Summary
If this error occurs, use a coding declaration to tell Python the encoding of the source code (.py) file. Without such a declaration, Python 3.x will default to UTF-8; Python 2.x will default to ASCII. The declaration looks like a comment that contains a label coding:
, followed by the name of a valid text encoding. All ASCII-transparent encodings are supported.
For example:
#!/usr/bin/env python
# coding: latin-1
Make sure of what encoding the file actually uses in order to write a correct encoding declaration. See How to determine the encoding of text for some hints.

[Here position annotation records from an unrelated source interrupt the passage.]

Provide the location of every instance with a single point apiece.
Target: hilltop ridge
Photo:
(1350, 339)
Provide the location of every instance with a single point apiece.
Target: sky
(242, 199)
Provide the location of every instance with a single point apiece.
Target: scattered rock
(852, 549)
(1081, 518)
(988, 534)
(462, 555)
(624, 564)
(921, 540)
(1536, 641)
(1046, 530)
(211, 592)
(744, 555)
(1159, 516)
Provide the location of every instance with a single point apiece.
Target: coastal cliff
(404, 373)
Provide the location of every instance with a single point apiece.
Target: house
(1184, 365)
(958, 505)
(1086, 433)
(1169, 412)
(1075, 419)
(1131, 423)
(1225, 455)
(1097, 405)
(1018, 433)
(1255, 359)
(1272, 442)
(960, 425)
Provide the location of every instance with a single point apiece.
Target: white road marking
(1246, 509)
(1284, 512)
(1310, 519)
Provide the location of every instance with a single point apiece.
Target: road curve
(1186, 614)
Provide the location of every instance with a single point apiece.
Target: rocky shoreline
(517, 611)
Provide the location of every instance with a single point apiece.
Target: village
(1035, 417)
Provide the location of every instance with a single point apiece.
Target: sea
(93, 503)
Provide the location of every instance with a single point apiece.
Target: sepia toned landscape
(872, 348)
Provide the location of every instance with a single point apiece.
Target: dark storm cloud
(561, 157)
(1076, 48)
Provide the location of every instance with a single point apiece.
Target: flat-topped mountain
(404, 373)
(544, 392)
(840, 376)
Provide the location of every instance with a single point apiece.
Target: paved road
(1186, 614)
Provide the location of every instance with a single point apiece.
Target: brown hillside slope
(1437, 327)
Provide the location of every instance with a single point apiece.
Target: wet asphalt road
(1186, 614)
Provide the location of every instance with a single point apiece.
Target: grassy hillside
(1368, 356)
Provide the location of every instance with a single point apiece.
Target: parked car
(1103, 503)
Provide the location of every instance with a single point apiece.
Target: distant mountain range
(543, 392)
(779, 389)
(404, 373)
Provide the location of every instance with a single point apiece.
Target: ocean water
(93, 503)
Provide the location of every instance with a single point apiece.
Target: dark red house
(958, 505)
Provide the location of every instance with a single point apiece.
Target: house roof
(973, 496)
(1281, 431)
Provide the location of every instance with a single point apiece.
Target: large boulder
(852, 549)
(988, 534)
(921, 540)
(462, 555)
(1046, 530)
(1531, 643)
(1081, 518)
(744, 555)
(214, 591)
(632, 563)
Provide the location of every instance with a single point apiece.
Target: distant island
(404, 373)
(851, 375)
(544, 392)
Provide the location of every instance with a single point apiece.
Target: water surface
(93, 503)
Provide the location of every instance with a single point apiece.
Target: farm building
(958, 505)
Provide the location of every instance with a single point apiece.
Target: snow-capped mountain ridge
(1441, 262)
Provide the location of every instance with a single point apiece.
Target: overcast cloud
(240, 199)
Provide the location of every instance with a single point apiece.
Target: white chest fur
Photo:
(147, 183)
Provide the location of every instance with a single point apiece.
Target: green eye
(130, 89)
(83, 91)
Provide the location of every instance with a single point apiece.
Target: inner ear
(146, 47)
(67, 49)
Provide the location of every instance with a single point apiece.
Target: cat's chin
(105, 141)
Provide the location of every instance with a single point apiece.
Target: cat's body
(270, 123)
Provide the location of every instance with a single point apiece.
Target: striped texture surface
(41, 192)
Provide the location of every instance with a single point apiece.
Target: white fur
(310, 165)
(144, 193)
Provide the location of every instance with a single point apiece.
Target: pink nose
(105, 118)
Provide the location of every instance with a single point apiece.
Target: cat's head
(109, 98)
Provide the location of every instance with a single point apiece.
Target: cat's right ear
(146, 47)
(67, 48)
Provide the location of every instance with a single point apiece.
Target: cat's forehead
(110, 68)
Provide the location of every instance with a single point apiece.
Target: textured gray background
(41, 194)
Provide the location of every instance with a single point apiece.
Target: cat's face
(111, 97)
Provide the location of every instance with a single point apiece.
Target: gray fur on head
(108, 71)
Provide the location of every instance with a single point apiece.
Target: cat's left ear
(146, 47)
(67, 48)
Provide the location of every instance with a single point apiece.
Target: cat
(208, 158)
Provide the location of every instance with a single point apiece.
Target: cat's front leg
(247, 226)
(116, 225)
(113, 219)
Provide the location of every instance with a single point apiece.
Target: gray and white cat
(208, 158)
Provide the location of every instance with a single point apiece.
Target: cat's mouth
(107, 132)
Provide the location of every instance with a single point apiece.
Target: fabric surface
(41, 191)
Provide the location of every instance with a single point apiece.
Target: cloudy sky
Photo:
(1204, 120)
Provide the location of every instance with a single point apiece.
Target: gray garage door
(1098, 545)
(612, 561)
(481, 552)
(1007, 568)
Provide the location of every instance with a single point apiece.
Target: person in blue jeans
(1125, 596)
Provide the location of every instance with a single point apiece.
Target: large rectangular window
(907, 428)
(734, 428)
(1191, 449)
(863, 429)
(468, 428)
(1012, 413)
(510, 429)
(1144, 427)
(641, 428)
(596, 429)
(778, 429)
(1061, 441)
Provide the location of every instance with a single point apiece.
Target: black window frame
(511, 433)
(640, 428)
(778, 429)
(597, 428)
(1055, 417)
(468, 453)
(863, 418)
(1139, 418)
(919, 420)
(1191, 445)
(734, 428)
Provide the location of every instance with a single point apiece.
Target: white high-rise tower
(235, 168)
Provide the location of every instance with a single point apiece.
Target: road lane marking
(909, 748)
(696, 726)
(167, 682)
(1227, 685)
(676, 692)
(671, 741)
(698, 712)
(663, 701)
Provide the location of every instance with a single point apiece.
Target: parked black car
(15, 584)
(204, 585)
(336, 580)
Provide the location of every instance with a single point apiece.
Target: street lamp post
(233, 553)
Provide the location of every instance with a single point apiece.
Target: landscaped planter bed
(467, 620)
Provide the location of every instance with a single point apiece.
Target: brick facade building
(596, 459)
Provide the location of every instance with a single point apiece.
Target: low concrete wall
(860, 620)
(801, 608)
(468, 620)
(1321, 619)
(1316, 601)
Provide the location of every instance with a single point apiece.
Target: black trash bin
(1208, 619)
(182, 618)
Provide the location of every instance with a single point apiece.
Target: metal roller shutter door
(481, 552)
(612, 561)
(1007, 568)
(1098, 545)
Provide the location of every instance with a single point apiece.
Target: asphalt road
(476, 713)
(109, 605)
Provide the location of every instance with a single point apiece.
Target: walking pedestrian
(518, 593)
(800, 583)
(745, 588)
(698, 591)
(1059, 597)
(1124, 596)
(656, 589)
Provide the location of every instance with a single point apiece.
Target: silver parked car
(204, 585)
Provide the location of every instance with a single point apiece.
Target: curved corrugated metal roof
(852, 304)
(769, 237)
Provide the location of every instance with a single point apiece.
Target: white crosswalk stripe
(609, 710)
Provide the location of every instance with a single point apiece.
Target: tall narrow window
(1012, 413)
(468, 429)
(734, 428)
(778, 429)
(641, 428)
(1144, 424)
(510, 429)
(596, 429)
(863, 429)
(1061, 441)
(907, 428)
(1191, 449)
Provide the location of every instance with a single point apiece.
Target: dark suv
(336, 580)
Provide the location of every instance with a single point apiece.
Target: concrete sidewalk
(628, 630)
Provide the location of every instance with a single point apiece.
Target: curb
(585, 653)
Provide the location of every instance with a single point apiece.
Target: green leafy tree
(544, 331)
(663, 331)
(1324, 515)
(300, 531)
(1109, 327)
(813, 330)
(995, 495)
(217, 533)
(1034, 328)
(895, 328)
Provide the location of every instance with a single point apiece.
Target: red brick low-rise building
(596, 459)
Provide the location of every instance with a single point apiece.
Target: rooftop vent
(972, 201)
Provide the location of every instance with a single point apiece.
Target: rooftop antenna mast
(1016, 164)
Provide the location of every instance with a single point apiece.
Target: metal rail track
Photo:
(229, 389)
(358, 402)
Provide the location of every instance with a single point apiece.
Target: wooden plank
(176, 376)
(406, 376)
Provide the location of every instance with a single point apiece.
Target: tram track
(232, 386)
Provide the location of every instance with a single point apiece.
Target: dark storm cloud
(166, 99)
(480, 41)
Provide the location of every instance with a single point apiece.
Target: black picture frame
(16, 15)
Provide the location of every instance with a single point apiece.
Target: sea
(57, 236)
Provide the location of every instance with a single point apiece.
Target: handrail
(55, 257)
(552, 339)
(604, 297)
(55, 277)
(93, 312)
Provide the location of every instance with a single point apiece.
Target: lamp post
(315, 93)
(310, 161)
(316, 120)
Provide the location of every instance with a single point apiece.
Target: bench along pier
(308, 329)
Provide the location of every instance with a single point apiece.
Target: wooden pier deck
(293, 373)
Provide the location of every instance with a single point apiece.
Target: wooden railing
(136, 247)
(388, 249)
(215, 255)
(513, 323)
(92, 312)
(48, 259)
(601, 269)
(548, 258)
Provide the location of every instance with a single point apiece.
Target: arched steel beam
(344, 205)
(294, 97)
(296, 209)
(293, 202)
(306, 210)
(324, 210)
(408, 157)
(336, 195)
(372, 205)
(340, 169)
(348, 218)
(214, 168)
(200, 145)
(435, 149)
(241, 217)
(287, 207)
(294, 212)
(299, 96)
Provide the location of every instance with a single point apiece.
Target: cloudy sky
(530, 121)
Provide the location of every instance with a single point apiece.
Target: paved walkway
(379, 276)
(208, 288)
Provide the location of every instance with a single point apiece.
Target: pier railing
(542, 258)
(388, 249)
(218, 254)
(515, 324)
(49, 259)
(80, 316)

Alternately, try to use a different encoding, by checking the configuration options in your text editor.
The issue
Every file on a computer is composed of raw bytes, which are not inherently "text" even if the file is opened "in text mode". When a file is supposed to represent text (such as the source code of a Python program), it needs to be interpreted according to an encoding rule in order to make sense of the data.
However, there isn't an obvious way to indicate the encoding of a Python source file from outside the file - for example, the import
syntax doesn't offer anywhere to write an encoding name (after all, it doesn't necessarily import from a source file, anyway). So, the encoding has to be described somehow by the file contents itself, and Python needs a way to determine that encoding on the fly.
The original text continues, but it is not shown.